St. Patrick’s Day was always a day of celebration for young Jennie McCarthy. “I took an active part in the plays and always enjoyed the socializing of it. The concerts were successful fundraisers for the church. One year on our way back from our travelling concert in Boiestown, a moose jumped out and struck the car I was in, giving us quite a scare.”

Riding on the hay wagon was something Hayes enjoyed immensely as a child. “I loved riding on the hay wagon. My uncle across the road from us had farm animals and I remember he used to keep butter, cream, etc. in an ice house.”

                            Husband Jim knew donuts had future

In 1943, Jennie married Jim Hayes and together the couple raised a family of three – two daughters and one son. She has two grandchildren as well.
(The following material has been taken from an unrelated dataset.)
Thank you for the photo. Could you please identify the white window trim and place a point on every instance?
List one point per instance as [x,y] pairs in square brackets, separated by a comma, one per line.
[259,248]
“Jim worked as a cook for Ashley Colter at Diamond Construction, and when he retired, after developing back problems, he helped with the store we ran from 1958-1975. He used to bake donuts, apple pies, sugar and molasses cookies for the store, and they would sell out so fast. He was a great cook and couldn’t keep up with the demand! He always talked about the money that could be realized from having a donut store. This was a long time before Tim Hortons, but just look at that venture.”

Jim died in 1975.

Hayes recalled all the fun her family used to have when people would come to their home and they would dance to music from to gramophone. Sometimes they played cards, but they’d always had a lunch before leaving for home.

“I was a pretty good shot”

Another thing the Hayes family enjoyed was outdoor camping. “Jim and I used to hunt together, too, and also fish. I don’t like to brag, but I was a pretty good shot. I always got my share of partridge. Then there was a feast of partridge stew. I haven’t had a partridge for years,” she laughed.

Although her eyes are not so good now, Hayes recalled how she used to love to do crossword puzzles and remembered the $115 prize she once won from a daily newspaper.

Always having been artistically inclined, Hayes talked about how she used to participate in a contest every year sponsored by the Canadian Grocer. “I made a tea display for the store, took photos of it and when the contest results were announced, I was told I had won first prize of a silver tea service. I won other prizes too at different times. I did a light bulb display once when I painted faces on the bulbs.”

Recently Jennie spent 17 days in hospital and one of her worries was that she wouldn’t get her Christmas cookies baked. She likes to help make gingerbread men for her nieces’ families, her daughters said. “It’s her own personal gift to them. She has also sent out nearly 100 Christmas cards this year, with a letter in each one.”

Hayes’ family members are extremely thankful their mother has such an excellent caregiver. “She’s been with me for several years now and is just like a daughter. Jarmine (Hayes) is so dependable and is right here with me all the time. She works 72 hours every week; I’d never be able to find anyone better.” Hayes says Jarmine is always cheerful, loves to tell stories, and cooks great meals for her too.